You can also see: http://bgp.lcs.mit.edu/ which has a searchable archive back to 2001 for several feeds. We're always interested in getting more feeds from folks to make this searchable archive more comprehensive. thanks, -Nick On Wed, Jan 05, 2005 at 07:06:17AM -0800, David Meyer wrote:
Kevin,
I am seeking avenues to investigate a possible case of IP address spoofing.
I've recently received complaints which suggest that in the recent past (but not right now), somebody may have announced a more specific prefix, effectively hijacking "unused" address space within our allocated range.
As it happens, the address space is not unused, just not visible on the public Internet.
I am aware of route reflectors and other options to manually review what prefixes are currently announced, but have not been able to find a *searchable* archive of historical data, either overall BGP tables or just "unusual" announcements. The closest thing I've found so far is Route Views (http://www.routeviews.org/), however there is no obvious way to search the (huge) archived data files for substring matches?
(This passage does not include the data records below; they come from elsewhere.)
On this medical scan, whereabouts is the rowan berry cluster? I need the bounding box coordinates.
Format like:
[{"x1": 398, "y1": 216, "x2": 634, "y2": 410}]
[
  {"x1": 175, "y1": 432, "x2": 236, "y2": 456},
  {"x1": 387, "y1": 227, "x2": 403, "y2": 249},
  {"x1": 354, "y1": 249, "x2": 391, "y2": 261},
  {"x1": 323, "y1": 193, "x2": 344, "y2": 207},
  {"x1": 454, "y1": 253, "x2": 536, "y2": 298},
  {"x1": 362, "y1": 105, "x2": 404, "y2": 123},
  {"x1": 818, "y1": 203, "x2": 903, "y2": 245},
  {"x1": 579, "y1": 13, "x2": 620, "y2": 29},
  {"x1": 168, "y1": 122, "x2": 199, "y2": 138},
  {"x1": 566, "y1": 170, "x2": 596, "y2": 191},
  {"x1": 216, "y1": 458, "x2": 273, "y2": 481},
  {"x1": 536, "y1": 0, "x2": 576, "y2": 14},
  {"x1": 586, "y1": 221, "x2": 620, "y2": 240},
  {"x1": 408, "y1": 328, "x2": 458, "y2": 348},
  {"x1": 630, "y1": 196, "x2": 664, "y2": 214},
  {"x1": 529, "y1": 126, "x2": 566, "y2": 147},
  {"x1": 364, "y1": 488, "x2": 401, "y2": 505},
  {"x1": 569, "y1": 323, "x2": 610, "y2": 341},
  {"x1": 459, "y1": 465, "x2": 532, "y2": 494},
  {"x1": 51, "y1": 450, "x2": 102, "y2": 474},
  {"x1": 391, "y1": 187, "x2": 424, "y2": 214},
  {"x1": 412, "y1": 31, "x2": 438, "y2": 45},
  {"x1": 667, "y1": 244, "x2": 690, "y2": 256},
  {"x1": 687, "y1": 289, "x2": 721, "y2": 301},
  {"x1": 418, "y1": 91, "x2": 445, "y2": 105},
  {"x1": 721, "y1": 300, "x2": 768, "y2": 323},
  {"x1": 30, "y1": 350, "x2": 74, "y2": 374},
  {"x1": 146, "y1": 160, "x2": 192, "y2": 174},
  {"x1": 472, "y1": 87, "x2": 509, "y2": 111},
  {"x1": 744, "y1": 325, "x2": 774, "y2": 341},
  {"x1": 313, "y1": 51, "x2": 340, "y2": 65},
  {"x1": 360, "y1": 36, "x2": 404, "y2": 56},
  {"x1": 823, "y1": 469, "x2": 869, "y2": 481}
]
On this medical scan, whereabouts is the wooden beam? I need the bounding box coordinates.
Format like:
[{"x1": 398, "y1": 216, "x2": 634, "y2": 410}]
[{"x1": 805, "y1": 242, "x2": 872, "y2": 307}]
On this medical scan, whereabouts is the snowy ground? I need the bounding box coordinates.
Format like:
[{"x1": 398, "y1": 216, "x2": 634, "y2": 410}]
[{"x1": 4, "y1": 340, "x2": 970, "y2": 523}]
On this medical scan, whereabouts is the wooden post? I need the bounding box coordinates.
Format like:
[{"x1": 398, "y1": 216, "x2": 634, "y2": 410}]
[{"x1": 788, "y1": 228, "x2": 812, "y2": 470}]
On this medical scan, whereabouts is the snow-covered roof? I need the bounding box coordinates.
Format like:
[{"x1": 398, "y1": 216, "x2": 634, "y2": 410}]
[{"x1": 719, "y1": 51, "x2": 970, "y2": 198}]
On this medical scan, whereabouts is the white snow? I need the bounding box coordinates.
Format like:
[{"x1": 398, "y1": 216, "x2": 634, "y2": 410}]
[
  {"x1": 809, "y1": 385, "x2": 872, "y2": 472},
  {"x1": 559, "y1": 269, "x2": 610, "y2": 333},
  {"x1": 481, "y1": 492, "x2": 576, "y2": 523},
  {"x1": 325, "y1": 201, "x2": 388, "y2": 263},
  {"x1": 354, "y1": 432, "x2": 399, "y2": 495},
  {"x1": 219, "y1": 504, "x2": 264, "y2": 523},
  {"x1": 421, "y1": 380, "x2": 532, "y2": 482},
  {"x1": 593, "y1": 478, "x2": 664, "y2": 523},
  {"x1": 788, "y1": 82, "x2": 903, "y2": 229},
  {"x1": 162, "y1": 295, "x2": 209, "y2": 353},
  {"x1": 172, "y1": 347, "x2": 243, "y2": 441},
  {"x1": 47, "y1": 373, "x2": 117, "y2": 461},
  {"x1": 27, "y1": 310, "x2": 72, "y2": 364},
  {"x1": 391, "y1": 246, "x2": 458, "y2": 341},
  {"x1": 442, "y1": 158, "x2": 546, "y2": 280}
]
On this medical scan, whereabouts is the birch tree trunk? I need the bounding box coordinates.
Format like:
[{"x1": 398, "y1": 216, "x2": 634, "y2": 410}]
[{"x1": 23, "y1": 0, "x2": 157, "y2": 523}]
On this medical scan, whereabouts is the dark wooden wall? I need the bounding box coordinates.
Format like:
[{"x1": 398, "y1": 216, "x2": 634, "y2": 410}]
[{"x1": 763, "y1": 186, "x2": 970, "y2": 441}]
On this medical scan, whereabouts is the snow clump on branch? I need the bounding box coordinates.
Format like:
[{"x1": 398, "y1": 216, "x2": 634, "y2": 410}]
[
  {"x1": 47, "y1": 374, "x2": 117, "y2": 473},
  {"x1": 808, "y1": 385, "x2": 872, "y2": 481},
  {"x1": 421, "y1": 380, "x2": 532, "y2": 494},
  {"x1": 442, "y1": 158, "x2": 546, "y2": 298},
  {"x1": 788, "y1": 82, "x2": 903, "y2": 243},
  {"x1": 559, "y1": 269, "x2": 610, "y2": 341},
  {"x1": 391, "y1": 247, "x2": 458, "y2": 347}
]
We're involved in trying to build database front ends for the data so you can do just this sort of thing. But right now, we're a little stuck. One thing you might try is using BGPlay to watch what happens to your prefix.
Alternately, are there any existing mechanisms for monitoring route announcements which can provide near real-time alerting when any prefixes within specific subnet ranges are announced?
Not that I know of. You can log into route-views.routeviews.org and use the cli to watch it, but that is a manual process.